Now that President Peter Mutharika is back from his controversial trip to the United States of America, it is time for all of us as Malawians to resume focus on serious productivity matters concerning our country.
With the onset of the rain season very close, agriculture is certainly one of the most important things Malawians can put their attention and energy on.
President Mutharika should be the first one to lead the nation on this one. Malawi’s founding president Hastings Kamuzu Banda prioritised agriculture and used the sector to develop Malawi socially and economically. And this was well reflected in both his rhetoric and actions.
Kamuzu found space in his public speeches to call on the people to “work hard in the field” while crop inspection tours were a permanent feature in his annual calendar of undertakings.
He was personally involved in farming through Press Agriculture and his other business ventures and his ministers and senior public sector officials too were allowed to privately invest in farming.
Mutharika should take some time to inspire farmers into production while ensuring that his government is making the right and timely decisions on agriculture.
Malawi’s reform agenda cannot be meaningful without also looking at what is required to modernise agriculture, which remains the country’s dominant economic sector.
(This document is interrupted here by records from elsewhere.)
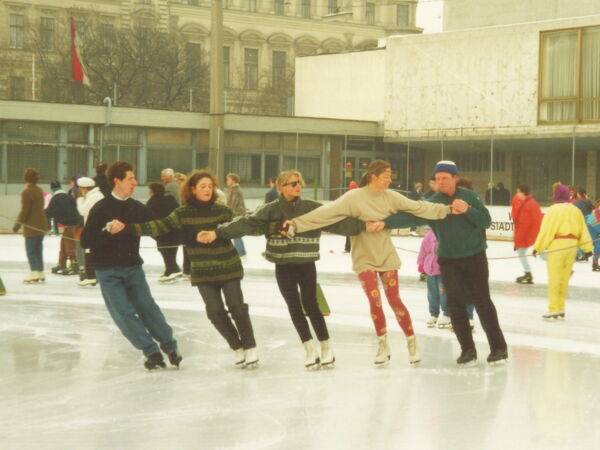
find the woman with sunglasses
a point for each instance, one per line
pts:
(373, 254)
(216, 269)
(294, 258)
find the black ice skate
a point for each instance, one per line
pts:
(497, 356)
(154, 361)
(175, 358)
(554, 315)
(525, 279)
(467, 358)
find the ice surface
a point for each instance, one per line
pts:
(70, 380)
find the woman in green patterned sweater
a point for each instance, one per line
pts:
(216, 268)
(294, 258)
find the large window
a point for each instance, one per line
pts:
(332, 6)
(370, 14)
(402, 15)
(305, 9)
(570, 76)
(250, 68)
(279, 7)
(17, 88)
(17, 30)
(226, 67)
(279, 69)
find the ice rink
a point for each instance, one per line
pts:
(70, 380)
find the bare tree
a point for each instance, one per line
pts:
(146, 67)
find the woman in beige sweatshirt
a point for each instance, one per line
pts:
(373, 253)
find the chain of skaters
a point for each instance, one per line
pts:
(397, 248)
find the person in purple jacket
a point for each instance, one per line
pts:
(436, 294)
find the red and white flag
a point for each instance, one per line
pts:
(78, 67)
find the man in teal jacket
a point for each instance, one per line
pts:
(463, 261)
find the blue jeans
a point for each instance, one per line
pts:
(238, 243)
(35, 252)
(436, 296)
(130, 304)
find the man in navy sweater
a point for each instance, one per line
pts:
(119, 269)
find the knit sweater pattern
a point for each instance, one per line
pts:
(268, 219)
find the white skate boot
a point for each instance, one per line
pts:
(251, 357)
(327, 358)
(240, 356)
(312, 358)
(413, 351)
(383, 351)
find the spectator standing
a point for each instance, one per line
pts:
(90, 195)
(34, 223)
(161, 206)
(527, 217)
(119, 269)
(272, 193)
(563, 230)
(167, 176)
(100, 179)
(235, 201)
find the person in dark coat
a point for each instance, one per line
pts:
(527, 217)
(63, 210)
(161, 206)
(34, 223)
(101, 180)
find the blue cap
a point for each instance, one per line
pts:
(446, 166)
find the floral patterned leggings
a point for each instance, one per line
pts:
(368, 280)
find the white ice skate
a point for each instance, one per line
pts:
(431, 322)
(327, 358)
(383, 351)
(444, 322)
(251, 360)
(36, 276)
(413, 351)
(312, 358)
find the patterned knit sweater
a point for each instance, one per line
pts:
(267, 220)
(210, 263)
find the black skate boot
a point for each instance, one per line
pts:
(525, 279)
(154, 361)
(497, 356)
(175, 358)
(467, 357)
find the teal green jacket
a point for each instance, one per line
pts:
(268, 219)
(459, 235)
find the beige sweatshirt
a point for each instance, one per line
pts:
(370, 251)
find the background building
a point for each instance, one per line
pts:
(154, 53)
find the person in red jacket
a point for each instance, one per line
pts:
(527, 217)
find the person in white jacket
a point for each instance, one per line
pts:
(91, 194)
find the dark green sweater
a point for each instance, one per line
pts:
(210, 263)
(458, 235)
(267, 220)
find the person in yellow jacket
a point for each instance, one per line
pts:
(563, 230)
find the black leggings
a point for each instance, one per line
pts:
(239, 335)
(466, 281)
(289, 278)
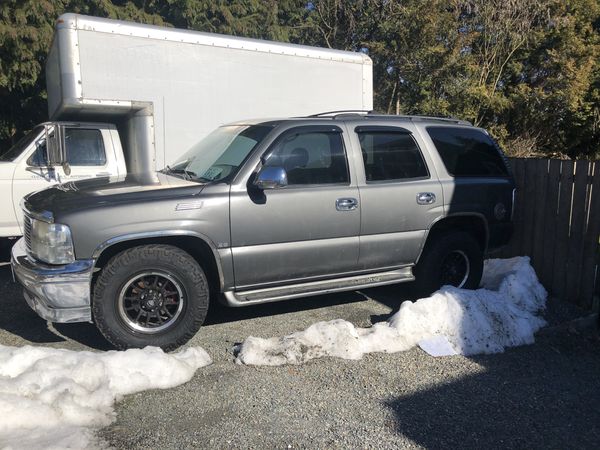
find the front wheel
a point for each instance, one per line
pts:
(150, 295)
(454, 259)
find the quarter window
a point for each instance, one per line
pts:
(311, 157)
(84, 147)
(467, 152)
(391, 155)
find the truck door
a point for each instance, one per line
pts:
(400, 193)
(307, 229)
(86, 152)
As Malawi continues to seek answers to the hard economic problems facing the country, there is probably no shorter term measure that can provide quicker answers to the country other than agriculture.
Strategic focus and investment in agriculture now could bring results to the country within the next six months.
Reading what Minister of Finance, Goodall Gondwe, told the media recently, the government is largely banking on a good agricultural season for the recovery and stabilisation of the economy next year.
But it remains to be seen as to what exactly will be done differently in agriculture by the government to enable the sector to support the local economy beyond the ordinary. There are obviously several critical things that need to be done by the government to support transformation in agriculture and boost the sector’s contribution to the economy.
For example, Malawi is yet to enact some critical policies to support the implementation of the National Export Strategy (NES) in which various actions for the diversification of exports were clearly outlined.
Three years after the NES was rolled out, Malawi continues to depend on tobacco and a few other traditional crops for its exports while other commodities that were identified for increased production remain unsupported.
While farmers and the private sector have responded to the NES by venturing into the production, trading and export of crops such as pigeon peas, soya and others, government is yet to do its part in terms of some critical measures aimed at protecting the crops.
As a result, farmers continue to be exploited through low prices for the crops while the economy is not receiving full foreign exchange earnings from the exports of the crops as smuggling, transfer-pricing and under-declaration are still the order of the day in the export of these crops.
While Mozambique has already signed an agreement with India for the export of pigeon peas, Malawi is still engaged in never-ending discussions with Indian officials on a proposed similar agreement for the country, yet planting time for the crops is just few weeks away.
Meanwhile, hundreds of millions of dollars in foreign exchange earnings from exports of pigeon pea, soya, groundnuts and others continue to go unaccounted for while our friends in Mozambique are on the ground preparing fields for hyper production of crops for export to India next year.
It is, therefore, important for the Malawi Government to quickly regroup, reorganise itself and get back to serious business of national importance. Time is always of essence and some matters simply require urgent attention by the President and his government.